We all know that face.... The face of a student who is so bored out of their minds that they could fall asleep during a class, and I don't blame them. Too many teachers today focus on their lectures and string lesson plans with no regard for the engagement of the student. And what is worse, is when students have a thought provoking question that could lead to some actually discussion, and what is the teachers response? "You will learn about that next year". Are teachers today that afraid to take risks and answer a question that engages the classroom simply because it fits a more advanced lesson?

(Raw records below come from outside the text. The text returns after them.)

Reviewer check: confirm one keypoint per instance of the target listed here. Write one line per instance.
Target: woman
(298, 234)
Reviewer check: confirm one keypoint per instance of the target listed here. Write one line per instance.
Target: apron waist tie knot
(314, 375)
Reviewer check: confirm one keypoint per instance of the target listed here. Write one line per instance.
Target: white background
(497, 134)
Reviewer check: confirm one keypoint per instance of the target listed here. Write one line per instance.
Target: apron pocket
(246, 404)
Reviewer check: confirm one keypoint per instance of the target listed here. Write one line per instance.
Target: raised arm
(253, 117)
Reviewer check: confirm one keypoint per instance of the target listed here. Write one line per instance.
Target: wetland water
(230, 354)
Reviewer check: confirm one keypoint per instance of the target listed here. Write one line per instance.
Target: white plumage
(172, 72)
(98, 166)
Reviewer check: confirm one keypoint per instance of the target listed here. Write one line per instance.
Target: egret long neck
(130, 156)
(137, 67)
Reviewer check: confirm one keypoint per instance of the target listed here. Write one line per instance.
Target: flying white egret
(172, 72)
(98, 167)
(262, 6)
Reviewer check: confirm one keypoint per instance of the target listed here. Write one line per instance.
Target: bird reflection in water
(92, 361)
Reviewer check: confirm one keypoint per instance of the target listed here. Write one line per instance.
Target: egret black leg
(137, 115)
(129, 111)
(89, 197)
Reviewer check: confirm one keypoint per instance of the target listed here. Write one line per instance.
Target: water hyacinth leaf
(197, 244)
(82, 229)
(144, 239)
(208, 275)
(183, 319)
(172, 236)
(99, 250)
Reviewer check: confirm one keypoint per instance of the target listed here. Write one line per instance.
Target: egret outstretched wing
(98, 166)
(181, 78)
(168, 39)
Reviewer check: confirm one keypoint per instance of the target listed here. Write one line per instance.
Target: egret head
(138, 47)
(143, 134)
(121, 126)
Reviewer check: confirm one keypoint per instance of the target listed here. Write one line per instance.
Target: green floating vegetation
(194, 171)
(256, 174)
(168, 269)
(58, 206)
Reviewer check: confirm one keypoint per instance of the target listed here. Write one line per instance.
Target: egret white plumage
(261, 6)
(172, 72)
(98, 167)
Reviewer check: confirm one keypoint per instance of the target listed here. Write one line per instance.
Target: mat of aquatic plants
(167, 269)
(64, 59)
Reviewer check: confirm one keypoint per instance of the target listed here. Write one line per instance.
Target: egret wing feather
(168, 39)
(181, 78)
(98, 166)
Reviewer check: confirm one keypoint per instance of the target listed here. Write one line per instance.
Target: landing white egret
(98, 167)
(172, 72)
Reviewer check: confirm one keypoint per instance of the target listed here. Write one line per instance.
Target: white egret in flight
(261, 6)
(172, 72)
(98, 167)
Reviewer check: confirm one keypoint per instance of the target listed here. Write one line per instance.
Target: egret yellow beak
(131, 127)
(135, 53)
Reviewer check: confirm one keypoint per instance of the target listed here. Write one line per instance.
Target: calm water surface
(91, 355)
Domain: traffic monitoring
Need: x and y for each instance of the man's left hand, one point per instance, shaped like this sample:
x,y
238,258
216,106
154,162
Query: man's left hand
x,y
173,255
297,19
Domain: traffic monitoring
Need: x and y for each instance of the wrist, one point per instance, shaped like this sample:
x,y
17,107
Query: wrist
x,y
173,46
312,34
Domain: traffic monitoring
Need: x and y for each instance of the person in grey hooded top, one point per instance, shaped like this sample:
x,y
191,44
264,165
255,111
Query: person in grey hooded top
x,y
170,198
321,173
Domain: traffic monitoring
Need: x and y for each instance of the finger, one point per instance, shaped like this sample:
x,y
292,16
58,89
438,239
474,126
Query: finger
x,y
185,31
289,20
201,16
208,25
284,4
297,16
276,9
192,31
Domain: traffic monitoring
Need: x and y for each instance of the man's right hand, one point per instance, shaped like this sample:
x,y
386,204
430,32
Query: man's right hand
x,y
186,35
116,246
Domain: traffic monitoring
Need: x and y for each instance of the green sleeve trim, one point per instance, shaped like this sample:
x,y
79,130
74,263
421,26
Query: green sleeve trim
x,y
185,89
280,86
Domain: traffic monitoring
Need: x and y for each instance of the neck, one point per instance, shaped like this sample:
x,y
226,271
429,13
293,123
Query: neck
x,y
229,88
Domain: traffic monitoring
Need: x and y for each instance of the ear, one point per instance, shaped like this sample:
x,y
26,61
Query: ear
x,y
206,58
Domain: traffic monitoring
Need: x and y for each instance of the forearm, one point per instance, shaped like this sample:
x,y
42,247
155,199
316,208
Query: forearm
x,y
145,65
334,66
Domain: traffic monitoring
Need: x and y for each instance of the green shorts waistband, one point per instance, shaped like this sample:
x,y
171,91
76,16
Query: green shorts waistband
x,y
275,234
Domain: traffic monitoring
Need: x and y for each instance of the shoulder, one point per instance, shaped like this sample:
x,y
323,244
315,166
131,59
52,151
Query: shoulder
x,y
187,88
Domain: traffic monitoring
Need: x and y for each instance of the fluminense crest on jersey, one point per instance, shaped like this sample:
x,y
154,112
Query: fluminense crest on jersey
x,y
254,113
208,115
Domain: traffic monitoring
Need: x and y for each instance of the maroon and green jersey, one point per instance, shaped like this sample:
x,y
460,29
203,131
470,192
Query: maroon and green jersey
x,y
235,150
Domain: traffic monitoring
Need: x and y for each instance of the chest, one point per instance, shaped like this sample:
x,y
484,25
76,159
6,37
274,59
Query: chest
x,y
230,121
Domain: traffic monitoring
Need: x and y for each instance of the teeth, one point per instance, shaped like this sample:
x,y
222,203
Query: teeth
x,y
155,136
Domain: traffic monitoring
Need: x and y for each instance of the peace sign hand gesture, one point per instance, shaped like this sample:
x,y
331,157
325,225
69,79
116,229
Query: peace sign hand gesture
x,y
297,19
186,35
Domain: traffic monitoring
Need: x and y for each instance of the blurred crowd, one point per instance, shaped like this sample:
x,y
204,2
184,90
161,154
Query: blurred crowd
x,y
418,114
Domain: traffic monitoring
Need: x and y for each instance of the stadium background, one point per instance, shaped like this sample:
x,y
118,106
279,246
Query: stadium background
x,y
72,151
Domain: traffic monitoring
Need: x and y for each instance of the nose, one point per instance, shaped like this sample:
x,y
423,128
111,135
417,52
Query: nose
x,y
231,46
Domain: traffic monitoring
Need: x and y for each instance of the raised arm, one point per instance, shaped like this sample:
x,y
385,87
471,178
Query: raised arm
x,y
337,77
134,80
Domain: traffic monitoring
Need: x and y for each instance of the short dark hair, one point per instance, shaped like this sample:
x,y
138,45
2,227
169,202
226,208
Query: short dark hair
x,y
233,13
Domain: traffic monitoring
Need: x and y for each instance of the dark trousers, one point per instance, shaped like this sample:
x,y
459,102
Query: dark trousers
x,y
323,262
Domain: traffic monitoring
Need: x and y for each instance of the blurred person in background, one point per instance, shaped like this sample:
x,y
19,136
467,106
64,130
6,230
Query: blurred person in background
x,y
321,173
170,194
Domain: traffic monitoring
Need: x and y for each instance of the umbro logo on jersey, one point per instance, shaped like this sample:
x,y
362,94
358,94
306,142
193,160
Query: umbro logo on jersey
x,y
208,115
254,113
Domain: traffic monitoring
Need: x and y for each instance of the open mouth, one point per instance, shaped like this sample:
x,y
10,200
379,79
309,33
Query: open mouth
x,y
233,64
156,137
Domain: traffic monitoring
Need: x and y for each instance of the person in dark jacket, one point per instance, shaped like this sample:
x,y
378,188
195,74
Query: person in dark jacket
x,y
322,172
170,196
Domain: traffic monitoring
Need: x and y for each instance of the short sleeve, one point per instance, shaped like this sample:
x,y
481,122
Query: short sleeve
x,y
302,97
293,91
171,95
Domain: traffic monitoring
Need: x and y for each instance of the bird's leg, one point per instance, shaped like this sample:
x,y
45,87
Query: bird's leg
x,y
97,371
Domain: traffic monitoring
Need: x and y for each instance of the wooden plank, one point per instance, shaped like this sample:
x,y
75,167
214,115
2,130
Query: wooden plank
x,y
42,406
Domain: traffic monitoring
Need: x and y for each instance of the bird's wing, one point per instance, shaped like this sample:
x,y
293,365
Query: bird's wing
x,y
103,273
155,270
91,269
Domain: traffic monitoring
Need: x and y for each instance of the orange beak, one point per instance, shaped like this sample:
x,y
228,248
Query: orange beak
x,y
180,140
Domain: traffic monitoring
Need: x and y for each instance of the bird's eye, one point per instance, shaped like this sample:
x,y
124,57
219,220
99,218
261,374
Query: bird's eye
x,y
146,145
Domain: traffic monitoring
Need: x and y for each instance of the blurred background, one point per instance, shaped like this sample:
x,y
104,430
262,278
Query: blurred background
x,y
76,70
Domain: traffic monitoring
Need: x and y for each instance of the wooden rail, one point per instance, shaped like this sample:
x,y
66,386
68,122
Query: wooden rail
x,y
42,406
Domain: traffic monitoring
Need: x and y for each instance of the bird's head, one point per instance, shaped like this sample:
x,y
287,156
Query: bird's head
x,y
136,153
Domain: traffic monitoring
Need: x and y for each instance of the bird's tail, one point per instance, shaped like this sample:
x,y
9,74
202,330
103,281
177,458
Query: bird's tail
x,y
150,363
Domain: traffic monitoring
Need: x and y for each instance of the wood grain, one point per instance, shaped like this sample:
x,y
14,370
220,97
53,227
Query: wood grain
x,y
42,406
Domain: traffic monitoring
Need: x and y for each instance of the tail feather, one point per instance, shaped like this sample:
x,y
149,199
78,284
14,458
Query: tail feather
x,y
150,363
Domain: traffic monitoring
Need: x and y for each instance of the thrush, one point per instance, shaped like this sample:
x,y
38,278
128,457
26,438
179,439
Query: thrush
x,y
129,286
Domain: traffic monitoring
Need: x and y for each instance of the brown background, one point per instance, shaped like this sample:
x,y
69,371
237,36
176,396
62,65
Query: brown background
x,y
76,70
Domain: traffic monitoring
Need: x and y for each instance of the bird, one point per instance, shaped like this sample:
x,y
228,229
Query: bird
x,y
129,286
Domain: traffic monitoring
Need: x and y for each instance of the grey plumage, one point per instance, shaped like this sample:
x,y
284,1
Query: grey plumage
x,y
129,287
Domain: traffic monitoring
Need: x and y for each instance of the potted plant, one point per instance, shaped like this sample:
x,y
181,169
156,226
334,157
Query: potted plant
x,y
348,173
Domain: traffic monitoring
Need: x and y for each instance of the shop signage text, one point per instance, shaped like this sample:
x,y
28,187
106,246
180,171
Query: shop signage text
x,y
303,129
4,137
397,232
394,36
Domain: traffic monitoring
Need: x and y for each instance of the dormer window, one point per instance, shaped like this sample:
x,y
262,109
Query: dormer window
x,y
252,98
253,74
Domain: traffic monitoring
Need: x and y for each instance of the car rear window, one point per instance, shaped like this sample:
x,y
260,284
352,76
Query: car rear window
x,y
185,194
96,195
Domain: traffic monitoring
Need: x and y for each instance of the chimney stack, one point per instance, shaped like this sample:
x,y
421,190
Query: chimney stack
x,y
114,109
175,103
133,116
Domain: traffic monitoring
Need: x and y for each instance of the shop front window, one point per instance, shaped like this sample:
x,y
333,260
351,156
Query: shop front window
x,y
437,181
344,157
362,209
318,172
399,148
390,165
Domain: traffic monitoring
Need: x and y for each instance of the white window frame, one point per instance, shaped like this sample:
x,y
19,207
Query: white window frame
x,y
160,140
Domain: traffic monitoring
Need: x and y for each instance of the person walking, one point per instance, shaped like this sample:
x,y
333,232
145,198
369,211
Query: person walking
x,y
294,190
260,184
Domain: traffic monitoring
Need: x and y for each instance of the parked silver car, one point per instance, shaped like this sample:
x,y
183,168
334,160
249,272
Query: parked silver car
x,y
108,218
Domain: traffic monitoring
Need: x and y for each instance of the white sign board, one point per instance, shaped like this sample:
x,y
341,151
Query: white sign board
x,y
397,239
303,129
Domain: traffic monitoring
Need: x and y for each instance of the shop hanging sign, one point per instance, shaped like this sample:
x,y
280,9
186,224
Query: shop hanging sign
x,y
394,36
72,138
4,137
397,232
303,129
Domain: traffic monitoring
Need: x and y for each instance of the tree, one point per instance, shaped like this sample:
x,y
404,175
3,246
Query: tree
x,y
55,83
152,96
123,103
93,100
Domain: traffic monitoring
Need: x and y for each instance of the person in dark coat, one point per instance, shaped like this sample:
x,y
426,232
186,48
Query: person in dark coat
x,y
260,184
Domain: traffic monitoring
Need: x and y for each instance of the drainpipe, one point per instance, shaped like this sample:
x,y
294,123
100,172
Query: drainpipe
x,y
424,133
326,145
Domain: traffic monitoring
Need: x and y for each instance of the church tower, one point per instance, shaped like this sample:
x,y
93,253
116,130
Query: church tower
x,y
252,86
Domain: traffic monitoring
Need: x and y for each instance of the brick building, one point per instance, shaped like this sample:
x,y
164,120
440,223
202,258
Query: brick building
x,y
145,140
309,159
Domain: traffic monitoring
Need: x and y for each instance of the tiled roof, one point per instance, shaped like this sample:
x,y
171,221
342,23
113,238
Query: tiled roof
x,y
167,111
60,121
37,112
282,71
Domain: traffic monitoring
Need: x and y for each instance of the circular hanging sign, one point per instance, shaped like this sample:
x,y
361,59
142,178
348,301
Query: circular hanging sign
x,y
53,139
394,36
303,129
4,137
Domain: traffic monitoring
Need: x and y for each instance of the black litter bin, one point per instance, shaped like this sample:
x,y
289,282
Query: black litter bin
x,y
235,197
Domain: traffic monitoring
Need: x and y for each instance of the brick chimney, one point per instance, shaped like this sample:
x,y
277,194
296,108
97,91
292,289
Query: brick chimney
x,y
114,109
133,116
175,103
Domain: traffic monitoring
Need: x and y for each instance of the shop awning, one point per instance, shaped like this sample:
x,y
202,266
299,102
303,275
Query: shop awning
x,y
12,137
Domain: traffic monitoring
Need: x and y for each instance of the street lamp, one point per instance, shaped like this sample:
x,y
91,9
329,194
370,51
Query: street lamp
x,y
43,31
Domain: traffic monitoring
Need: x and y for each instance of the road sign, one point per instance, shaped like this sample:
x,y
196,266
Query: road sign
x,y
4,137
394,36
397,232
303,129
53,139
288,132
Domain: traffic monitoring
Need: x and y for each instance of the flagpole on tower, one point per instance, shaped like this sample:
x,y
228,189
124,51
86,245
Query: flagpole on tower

If teachers are too afraid to follow their own passion for what they are teaching and answer a question, then how can we expect students to follow their own passions and ask questions. If it is strong enough, passion is the only drive and motivation we need to excel.
So what can we do!!??
So what can we do!!??
What a great question to ask! We can change the way we teach by looking at The Margins. The margins are a place where the two worlds of knowledge and creativity flourish into one. Where teachers ask thought provoking questions that challenge students to come up with their own answers and find more questions to be answered. A chemistry teacher could lecture on about the strength of acids, or ask the question: What happens to an old dirty penny soaked in acid? The students are then able to formulate their own hypothesis and then use active science experiments to determine the answer. Then when a student has a question that leads to discussion, it is not something that needs to be pushed off until next year.
Robot B-9 is right, there is some danger in this teaching method. What if you don't have time to finish your lesson? What if after hours on a question a few students still don't understand? These are good points B-9; in order to do this you must turn over your control on the flow of the lesson. This brings students and teachers together asking and answering questions, sparking interests, and allows learning to occur in the bringing together of thought and action. Yes students need structure and guidance, but they must be allowed to find their own conclusions with this guidance and not just be told to wait until next year.